A savoir : les vices du consentement sont des faits susceptibles d’altérer le consentement du cocontractant. Le code civil en dénombre trois :
- l’erreur
- la violence
- le dol (des manœuvres frauduleuses visant à tromper)
A défaut d’avoir pu donner son consentement de manière libre et éclairée, un cocontractant peut saisir le juge pour obtenir réparation de ses préjudices.
➥ Agir sur le fondement des vices cachés
Prévue aux articles 1641 et suivants du code civil, ce fondement juridique permet d’obtenir la résolution de la vente lorsque 3 conditions sont réunies :
- le bien possède un défaut caché, c’est-à-dire non apparent lors de l’achat ;
- le défaut existait au moment de l’achat ;
- le défaut rend le bien inutilisable ou en diminue fortement son usage.
Le juge considère que l’ampleur d’une pollution est susceptible de constituer un vice caché.
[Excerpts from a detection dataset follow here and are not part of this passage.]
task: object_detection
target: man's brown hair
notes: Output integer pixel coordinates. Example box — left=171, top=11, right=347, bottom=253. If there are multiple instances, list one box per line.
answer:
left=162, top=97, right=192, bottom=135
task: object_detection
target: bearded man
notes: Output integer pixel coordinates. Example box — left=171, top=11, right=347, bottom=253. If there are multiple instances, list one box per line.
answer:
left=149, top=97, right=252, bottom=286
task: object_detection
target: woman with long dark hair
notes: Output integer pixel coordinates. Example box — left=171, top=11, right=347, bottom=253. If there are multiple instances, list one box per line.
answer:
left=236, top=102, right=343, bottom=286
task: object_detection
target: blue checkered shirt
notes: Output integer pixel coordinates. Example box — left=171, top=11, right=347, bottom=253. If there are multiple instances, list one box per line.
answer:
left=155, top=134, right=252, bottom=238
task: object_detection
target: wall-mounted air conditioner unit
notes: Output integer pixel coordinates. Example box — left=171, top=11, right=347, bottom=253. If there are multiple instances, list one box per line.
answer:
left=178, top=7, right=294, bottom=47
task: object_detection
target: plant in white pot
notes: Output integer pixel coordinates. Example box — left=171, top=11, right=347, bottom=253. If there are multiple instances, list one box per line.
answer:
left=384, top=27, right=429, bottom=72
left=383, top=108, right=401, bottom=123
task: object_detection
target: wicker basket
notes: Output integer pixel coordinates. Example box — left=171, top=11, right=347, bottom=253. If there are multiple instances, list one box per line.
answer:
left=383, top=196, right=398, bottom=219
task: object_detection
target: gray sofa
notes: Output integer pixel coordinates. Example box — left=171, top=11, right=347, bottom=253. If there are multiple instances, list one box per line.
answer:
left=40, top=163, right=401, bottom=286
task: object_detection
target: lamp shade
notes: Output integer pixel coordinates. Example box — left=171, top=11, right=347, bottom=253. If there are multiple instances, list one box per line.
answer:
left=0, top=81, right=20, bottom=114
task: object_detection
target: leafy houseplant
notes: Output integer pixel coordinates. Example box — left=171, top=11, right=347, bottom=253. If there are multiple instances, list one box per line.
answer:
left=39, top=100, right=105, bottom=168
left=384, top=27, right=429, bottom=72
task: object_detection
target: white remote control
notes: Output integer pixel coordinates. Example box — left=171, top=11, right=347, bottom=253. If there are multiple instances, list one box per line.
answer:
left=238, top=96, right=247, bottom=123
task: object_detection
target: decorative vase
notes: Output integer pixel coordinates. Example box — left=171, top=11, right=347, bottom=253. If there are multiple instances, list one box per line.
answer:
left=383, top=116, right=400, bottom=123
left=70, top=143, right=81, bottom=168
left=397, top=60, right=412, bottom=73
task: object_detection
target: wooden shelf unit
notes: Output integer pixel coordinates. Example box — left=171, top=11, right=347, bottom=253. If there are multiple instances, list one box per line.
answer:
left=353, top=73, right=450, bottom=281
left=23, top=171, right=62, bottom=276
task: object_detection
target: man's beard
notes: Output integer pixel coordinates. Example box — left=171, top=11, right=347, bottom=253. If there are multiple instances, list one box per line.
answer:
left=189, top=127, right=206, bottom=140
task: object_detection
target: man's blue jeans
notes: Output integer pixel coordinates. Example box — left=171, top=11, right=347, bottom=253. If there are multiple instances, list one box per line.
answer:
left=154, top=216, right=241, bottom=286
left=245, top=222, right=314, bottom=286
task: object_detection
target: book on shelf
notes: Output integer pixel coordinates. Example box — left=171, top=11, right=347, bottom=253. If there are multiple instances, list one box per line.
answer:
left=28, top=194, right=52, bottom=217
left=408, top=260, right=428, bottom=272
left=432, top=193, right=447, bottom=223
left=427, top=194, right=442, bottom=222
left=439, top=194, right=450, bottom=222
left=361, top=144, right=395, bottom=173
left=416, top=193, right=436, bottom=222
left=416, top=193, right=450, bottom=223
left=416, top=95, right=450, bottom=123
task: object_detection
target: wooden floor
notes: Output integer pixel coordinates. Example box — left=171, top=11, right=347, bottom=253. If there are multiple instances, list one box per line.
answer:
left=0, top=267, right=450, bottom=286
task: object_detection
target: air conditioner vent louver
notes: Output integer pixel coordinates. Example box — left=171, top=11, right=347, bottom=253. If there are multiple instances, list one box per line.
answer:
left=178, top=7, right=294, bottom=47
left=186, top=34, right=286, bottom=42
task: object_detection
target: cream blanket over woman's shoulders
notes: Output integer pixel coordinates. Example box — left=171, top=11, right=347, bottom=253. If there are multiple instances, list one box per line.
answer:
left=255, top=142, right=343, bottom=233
Rendant ainsi un immeuble impropre à sa destination (voir par exemple : Cass, Civ 3e, 8 juin 2006, n°04-19069).
L’acheteur a alors la possibilité de saisir le juge d’une action en justice.
➥ Lancer une action sur le fondement du défaut de délivrance conforme
Le vendeur doit vendre un bien immobilier conformément à ce qui est stipulé dans le contrat (article 1604 du code civil).
Si la chose vendue ne correspond pas exactement à la chose décrite au contrat, il y a un défaut de délivrance conforme. L’acheteur peut alors solliciter la résolution du contrat ou obtenir une diminution du prix de vente.
Attention : la garantie légale des vices cachés et le défaut de délivrance conforme sont deux procédures distinctes !
Alors que le vice caché correspond à un défaut qui affecte l’usage normal de la chose, le défaut de conformité provient d’une différence entre la chose convenue et la chose livrée.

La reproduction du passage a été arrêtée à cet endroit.